In a landmark move that aligns Pakistan with global financial market standards, the country’s capital market is set to transition from the existing T+2 to a T+1 settlement cycle, effective February 9, 2026. The announcement was jointly made by the National Clearing Company of Pakistan Limited (NCCPL), the Pakistan Stock Exchange (PSX), and the Central Depository Company of Pakistan Limited (CDC), under the regulatory guidance of the Securities and Exchange Commission of Pakistan (SECP).
This historic shift is expected to significantly enhance market efficiency, improve liquidity, and reduce settlement risk by shortening the time between trade execution and final settlement. The transition represents a strong signal of the maturity and modernization of Pakistan’s capital market infrastructure, bringing it in line with international practices being adopted by developed and emerging economies including the United States, Canada, China, Mexico, and Argentina.
The SECP’s Chairman, while announcing the development, highlighted the strategic importance of this transition. He noted that Pakistan’s early adoption of the T+1 cycle reflects growing resilience and readiness in its capital market, and underpins broader efforts to boost investor trust and operational agility.
Dr.
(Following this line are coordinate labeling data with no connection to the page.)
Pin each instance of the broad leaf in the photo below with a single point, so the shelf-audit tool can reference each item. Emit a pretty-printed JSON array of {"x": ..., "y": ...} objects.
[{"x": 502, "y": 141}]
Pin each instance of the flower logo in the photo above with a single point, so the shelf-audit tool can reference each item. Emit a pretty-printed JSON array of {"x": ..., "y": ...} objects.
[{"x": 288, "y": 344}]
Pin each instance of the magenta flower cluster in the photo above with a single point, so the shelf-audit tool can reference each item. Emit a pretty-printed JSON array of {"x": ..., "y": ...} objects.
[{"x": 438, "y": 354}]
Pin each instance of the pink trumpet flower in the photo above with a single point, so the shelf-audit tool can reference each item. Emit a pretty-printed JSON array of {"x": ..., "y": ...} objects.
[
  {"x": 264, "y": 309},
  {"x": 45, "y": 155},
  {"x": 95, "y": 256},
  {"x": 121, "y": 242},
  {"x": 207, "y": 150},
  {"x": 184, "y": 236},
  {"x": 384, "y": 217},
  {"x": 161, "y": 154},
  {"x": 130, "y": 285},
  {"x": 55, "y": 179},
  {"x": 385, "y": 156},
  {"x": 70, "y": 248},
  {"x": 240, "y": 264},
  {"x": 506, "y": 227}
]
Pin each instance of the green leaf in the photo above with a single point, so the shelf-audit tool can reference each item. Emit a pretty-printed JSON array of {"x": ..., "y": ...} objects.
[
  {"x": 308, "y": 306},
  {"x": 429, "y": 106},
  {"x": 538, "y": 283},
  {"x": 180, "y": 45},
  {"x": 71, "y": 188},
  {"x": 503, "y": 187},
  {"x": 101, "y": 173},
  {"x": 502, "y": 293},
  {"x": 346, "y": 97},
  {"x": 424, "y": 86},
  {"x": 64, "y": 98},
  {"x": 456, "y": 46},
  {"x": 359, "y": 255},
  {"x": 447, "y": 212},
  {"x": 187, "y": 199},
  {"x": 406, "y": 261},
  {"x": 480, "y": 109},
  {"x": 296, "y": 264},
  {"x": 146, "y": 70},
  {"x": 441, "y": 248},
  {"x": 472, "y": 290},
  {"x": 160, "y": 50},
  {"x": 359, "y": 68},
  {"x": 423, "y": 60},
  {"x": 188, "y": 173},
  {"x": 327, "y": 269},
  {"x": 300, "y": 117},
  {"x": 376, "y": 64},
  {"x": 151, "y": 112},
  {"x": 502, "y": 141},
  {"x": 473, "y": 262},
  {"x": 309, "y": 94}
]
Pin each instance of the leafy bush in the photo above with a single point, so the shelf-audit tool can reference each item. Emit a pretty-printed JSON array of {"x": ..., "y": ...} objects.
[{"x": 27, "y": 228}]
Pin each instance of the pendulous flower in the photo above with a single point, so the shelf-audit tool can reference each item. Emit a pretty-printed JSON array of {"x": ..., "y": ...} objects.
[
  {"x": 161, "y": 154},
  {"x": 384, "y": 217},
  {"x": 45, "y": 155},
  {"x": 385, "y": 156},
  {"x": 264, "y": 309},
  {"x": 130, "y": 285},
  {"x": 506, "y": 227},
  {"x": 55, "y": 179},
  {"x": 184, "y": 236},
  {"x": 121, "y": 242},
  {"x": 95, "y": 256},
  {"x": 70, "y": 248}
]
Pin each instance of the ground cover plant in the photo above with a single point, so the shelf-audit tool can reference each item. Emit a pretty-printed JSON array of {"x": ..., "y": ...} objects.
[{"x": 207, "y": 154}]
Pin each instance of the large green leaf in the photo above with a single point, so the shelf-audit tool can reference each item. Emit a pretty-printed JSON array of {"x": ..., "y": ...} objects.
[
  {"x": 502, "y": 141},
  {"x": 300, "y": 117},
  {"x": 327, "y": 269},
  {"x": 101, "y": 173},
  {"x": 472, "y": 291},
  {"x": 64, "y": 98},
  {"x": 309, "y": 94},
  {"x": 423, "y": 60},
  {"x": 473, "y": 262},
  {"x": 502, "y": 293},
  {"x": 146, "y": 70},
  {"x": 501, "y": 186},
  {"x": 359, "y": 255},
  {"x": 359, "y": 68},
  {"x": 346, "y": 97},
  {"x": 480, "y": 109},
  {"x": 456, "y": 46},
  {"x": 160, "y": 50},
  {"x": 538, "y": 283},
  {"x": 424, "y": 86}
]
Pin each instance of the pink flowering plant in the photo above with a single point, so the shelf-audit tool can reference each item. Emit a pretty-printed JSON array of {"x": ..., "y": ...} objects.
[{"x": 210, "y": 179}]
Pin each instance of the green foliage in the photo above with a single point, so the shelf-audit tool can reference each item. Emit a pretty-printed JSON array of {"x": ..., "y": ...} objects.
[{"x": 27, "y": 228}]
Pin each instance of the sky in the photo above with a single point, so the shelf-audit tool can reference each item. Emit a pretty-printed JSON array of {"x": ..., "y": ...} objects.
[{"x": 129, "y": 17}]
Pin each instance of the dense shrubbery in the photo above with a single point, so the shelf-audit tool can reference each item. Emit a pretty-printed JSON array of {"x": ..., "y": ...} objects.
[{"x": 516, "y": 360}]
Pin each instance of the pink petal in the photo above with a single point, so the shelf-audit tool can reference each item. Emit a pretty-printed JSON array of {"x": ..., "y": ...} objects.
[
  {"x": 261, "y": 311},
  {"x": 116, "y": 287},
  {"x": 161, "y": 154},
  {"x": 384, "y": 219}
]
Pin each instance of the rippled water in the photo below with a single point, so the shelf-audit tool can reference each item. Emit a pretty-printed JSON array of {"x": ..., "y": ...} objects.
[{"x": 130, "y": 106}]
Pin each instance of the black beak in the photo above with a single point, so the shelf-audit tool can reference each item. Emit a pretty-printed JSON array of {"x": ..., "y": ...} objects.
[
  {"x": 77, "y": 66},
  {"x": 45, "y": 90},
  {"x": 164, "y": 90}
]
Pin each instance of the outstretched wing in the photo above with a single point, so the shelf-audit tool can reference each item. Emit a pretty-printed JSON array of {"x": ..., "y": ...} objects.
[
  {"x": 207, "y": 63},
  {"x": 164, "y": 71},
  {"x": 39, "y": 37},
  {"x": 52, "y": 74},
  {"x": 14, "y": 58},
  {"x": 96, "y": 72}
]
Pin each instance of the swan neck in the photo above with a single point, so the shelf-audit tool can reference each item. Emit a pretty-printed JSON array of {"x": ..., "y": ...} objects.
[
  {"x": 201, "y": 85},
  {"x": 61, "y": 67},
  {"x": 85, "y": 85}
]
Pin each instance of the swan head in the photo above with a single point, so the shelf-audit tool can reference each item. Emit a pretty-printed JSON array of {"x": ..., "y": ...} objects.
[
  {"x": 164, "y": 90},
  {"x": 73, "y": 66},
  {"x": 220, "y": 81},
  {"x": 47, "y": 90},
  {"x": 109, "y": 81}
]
Shamshad Akhtar, Chairperson of the PSX Board and former central bank governor, also addressed the event, acknowledging the dedication of teams across institutions that made this achievement possible. She emphasized that this change is not only a technical upgrade but a meaningful step toward a more transparent, efficient, and competitive market environment. According to her, the shift will encourage greater participation from both domestic and international investors by aligning Pakistan’s systems with global capital flow dynamics.
Naveed Qazi, CEO of NCCPL, also underscored the move’s significance by calling it a pivotal development in market structure transformation. He appreciated SECP’s formation of a multi-stakeholder Implementation Committee, which played a critical role in ensuring the transition was smooth, well-coordinated, and inclusive of feedback from all market participants.
The T+1 cycle will allow transactions executed on a given day to be settled the next trading day, effectively enhancing cash flow and freeing up capital for quicker reinvestment. This shorter settlement period also lowers counterparty risk and is expected to enhance investor protection, especially in volatile market conditions.
With the backing of robust regulatory oversight and industry-wide collaboration, this transformation in the settlement framework is poised to open the next chapter in Pakistan’s capital market evolution. It signals a clear intent to embrace global best practices and to create a more dynamic, accessible, and future-ready financial ecosystem.
As Pakistan continues to position itself as an emerging hub for capital flows in the region, reforms like the T+1 transition are essential in making the market more competitive and responsive to the needs of modern-day investors.